I got off my bike and walked slowly towards the fence, hoping that I would be able to pet this massive animal. Honestly, I was never more scared in my life; she could have run me over, and no one would have noticed for quite a spell. I had never been this close to a horse before, so I didn’t know if they were friendly or not. I most certainly didn’t know that this animal would change my perspective on whether or not I should run away. I didn’t know the difference in breeds, or what breed she was, or her age — hell, I didn’t even know her name, or if she had one.
But something about this horse called to me as she stood at the fence’s end. It was an electric fence, so I knew I had to be careful. Cautiously, I reached over the fence to pet her head, and when I pulled my hand back, I bumped the fence, and it zapped me.
I said to the horse, “Sorry, I am not doing that again.”
It was as if she understood me, probably having been zapped herself. With that, she lifted her head over the wire so I could pet her.
I never made it to the pond that day.

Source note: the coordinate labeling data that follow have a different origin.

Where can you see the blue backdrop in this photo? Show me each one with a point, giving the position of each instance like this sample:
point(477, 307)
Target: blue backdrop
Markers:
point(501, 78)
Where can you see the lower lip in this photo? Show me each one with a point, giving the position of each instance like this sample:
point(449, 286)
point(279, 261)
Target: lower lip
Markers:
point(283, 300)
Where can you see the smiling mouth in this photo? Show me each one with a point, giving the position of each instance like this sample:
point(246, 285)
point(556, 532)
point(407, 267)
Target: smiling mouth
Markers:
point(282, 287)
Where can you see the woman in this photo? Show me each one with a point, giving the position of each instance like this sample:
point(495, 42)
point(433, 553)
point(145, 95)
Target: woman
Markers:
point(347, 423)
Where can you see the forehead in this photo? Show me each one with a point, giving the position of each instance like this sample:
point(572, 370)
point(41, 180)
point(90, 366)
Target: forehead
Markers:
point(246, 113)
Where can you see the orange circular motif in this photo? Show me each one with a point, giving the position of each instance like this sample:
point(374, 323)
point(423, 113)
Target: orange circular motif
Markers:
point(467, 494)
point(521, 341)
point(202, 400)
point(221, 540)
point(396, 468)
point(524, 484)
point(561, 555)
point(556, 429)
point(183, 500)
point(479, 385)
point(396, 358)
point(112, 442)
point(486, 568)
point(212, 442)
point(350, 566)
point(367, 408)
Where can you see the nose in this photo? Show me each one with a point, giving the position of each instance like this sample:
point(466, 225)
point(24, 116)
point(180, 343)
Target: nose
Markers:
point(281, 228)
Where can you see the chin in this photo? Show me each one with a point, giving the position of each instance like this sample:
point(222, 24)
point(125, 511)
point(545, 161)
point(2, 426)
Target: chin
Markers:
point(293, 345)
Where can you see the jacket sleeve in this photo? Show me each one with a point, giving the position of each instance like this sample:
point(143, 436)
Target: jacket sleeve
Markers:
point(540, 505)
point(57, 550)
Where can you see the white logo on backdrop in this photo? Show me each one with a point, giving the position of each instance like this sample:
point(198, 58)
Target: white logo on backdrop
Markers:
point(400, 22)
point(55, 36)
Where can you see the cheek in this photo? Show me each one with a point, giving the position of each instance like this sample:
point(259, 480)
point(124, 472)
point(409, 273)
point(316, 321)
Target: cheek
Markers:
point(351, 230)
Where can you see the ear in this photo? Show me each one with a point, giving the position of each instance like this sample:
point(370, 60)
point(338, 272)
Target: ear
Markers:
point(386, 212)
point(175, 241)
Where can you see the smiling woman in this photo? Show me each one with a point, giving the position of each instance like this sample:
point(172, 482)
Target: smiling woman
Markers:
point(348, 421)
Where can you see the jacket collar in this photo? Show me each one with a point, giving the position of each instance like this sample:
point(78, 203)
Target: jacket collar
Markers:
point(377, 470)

I stood there for hours petting that horse and talking to her. Wondering if she really understood, I told her that I was going to run away but that I would not do it yet because I had to come up with a good plan first. Day after day that summer, I left my house, telling my grandmother that I was just going to the pond, but I never made it there. I found out that my neighbors would let the horses into the larger pasture in the summer while they were at work.
So, day after day, I would go to that spot at the fence, and every day she would stand there for hours and listen to me rant about how bad life was.
One evening, I had stayed much later than normal, and we were caught. The other horses had gone up to the barn to have dinner and to go in for the night, and when she didn’t go, her owners decided to go out looking for her.
They had to see me standing there, and when their mom approached me, I didn’t even notice. She said something, and I nearly jumped out of my skin and almost ran off. She told me that it was alright that I was there and told me all about the horse. Her name was Pepper, and she was a five-year-old quarter-horse, and she loved carrots.
That evening, I had dinner with their family, and as I sat there, I wondered if they had anything that I could do around the barn.
As if reading my mind, their father said, “Well, this ain’t no petting zoo. If you want to keep petting my horses, you’re gonna have to come and feed them. Be careful around the black one, though: As pretty as he is, if he has a chance, he’ll bite ya.” He continued, “Talk to your grandfather, and if he says it’s okay, I’ll expect ya at seven a.m.”
That night, I ran home. Excitedly, I begged for my grandfather to let me go. Of course, they had already talked and had agreed. Everyone knew I wasn’t going to the pond.
The next morning, I woke up at five a.m. and was ready at 6:20. I left the house, and I was at the barn by 7:25. That day, I didn’t do any work, not really. I fed them some grains, watered them, and, of course, I cleaned the stalls. I was even able to hand-feed Pepper a carrot — she could nibble it without biting my fingers.
But this was not work. This was freedom.
I enjoyed it. Pepper and the other horses gave me something to live for and not run away from. I learned about equestrian therapy before I even learned what the term “equestrian” means.
The following summer, I worked on that farm, throwing hay for food for the winter and shoveling horse crap. I was even there when Pepper had her colt. The lessons I learned have followed me all through my life. Because of the therapy that only Pepper could provide, I did not run away.